This time tomorrow we could be discussing exactly how and when, not whether, Mitt Romney can wrap up the GOP presidential nomination. For the first time, this discussion would not be one prominently involving proponents of some Iron Law whereby Mitt actually won a year or eighteen months or four years ago (though these proponents will soon be gloating they were right all along), but people counting delegates and ruling out every other reasonable outcome.

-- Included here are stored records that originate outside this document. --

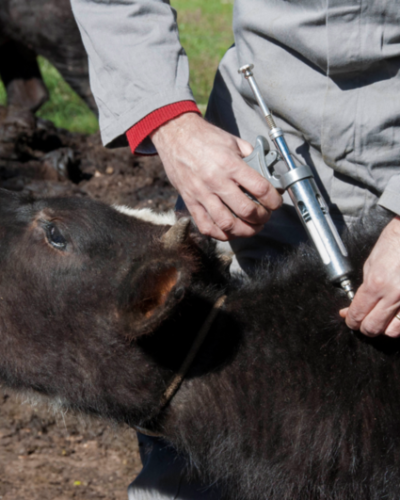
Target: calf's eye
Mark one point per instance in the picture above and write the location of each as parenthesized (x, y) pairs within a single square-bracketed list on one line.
[(55, 238)]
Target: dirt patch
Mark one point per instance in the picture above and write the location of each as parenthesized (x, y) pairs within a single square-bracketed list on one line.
[(44, 454)]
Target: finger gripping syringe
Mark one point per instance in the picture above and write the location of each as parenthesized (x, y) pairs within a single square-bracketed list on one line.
[(304, 193)]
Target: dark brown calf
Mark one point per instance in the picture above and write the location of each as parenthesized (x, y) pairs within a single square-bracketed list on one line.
[(282, 401), (46, 28)]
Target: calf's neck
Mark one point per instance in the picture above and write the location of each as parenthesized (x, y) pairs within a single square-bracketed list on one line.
[(98, 309)]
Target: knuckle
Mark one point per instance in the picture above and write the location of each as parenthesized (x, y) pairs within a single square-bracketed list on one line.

This morning Nate Silver usefully explores the plausible Super Tuesday scenarios. For Romney, two of them lead pretty briskly to a Romney nomination; only a third, in which Romney manages to lose six states (including Ohio) and finish third in a couple, would cause him serious problems. Moreover, anyone else having a particularly good night is unlikely. Even if Santorum wins in OH, TN, OK, and say, ND, the road ahead, which features several southern primaries, is difficult unless Newt Gingrich also does poorly and drops out. Short of direct orders from Sheldon Adelson to quit, that doesn’t look to be in the cards so long as Newt wins in GA, which seems virtually certain.
The most interesting question is how quickly conservative opinion-leaders coalesce around Romney if the results fall into that most plausible area between total victory and a genuine setback. There’s a long, passionate piece up at Red State today by Dan McClaughlin retailing the case against Romney that sure sounds like the death rattle of conservative resistance. But we’ve thought we heard it before.
If the circus does begin to fold its tents and prepares to leave town, I’ll certainly miss it as as writer. How about you? Are you tired of watching conservatives push each other constantly to the Right, unintentionally rattling hobgoblins at any swing voter who is paying attention? Is the GOP nomination process the gift that keeps on giving to progressives? Now’s as good a time as any to discuss it, because the calliope music, the barkers’ cries, and the vaguely menacing laughter of clowns may soon fade into memory.